ジャマイカ旅行記16 - ホームレスの男との駆け引き、奪われた金 -

RESPECTのフラッグで折り返す。


太陽は完全に沈んでしまっていて、にぎわっていた砂浜の人影も消え暗い静かな帰り道だ。


カリブ海の沖のほうでは雷が暴れているらしく、遠くの方できれいな稲妻が空を裂いていた。

 

ラソンでもそうなのだが、同じ道を戻るというのは、大抵はあまりモチベーションが上がらない。 同じ風景だし、同じことを二度繰り返すことの疲労感か。


しかし、このビーチは違った。
太陽の光が出ているときとは全く別の顔を見せる。往路で見た多くの白人観光客は姿を消し、
物売りまたは物乞いが何度も何度も話しかけてくる。

 

マリファナを売ろうとする者。

小さな民芸品を売ろうとする者。


彼らの大部分は、「いらない」ときっぱりとした口調で断ると大抵は諦めて去っていく。


例外はあった。
ある男が突然話しかけてきた。


たいそうなひげをたくわえたその男は他の物売りとは明らかに雰囲気が違った。


刺繍糸を何本もあわせて編み模様をつけたアクセサリーを3ドルで買えと言う。お願いではなくて、命令に近い。

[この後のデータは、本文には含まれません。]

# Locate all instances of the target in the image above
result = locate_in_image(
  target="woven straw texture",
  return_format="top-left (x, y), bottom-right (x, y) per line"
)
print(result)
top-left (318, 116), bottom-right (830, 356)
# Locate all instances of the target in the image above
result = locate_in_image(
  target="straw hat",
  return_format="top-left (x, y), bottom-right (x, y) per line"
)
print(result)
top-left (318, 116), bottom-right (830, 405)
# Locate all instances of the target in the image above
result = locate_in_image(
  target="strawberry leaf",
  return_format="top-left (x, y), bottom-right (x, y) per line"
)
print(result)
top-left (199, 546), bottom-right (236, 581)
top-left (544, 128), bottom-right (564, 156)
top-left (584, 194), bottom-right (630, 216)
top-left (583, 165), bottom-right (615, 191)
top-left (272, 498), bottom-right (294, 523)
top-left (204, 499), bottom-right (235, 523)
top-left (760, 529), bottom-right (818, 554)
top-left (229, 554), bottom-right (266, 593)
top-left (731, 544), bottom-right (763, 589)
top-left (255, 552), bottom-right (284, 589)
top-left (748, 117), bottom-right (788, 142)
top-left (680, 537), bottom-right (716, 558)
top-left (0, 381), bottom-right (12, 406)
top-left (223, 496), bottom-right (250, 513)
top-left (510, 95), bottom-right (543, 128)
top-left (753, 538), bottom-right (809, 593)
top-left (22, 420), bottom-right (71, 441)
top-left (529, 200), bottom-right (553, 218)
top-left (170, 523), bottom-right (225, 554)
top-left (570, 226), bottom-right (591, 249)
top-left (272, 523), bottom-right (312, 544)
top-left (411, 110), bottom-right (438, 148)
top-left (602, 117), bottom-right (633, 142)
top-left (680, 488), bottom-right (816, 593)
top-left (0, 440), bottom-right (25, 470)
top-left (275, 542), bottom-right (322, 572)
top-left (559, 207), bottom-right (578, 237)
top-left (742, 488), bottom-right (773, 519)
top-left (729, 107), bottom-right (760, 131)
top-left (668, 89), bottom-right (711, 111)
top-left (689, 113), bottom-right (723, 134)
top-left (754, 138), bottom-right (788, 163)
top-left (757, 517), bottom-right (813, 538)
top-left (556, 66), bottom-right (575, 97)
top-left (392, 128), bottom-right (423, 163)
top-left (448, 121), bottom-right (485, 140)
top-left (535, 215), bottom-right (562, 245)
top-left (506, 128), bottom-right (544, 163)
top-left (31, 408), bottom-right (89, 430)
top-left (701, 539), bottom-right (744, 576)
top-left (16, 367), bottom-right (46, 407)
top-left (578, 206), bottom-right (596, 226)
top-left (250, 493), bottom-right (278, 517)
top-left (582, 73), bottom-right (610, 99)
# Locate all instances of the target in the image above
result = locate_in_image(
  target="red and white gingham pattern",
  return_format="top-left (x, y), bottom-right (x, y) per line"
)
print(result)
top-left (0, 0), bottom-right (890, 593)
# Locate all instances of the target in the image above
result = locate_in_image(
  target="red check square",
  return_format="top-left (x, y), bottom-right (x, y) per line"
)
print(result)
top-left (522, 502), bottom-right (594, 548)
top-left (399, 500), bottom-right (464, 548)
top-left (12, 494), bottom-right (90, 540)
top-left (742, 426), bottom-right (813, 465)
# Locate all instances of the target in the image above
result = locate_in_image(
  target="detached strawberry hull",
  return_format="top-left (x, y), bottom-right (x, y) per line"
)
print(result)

どうしてもお金が欲しいのだという言う。俺はこれが売れないとのたれ死ぬ、もう何日もご飯を食べていない、と必死で訴えてくる。


周りには誰もいないし、その形相から、断ったらヤバイなという直感が働いた。


「オーケー、3ドルね。」


3ドルで安全を確保できるような気がして、別に欲しいものではなかったけれど買うことにした。

 

財布をポケットから取り出す。運悪く、コインはなく、20ドル札が何枚かと50ドル札が一枚あるだけだ。


「釣銭はあるか?」


そう聞きながら、20ドル札を財布から取り出した瞬間である。その男はその札をさっと奪い取り、走り去った・・・。


罪を憎んで人を憎まずとはよく言ったものだが、やはり後味は悪い。


犯罪を犯す人間をそのまま憎むべきか、このような人生を歩むしかなかった 。この男の不幸を哀れむべきなのか判らなかった。

 

そこから、少し歩くとピーターとの待ち合わせ場所、 BAR KUYABAへ到着した。待ち合わせまではまだ時間がある。


スコッチでも飲んでこの後味の悪さを消そうと思った。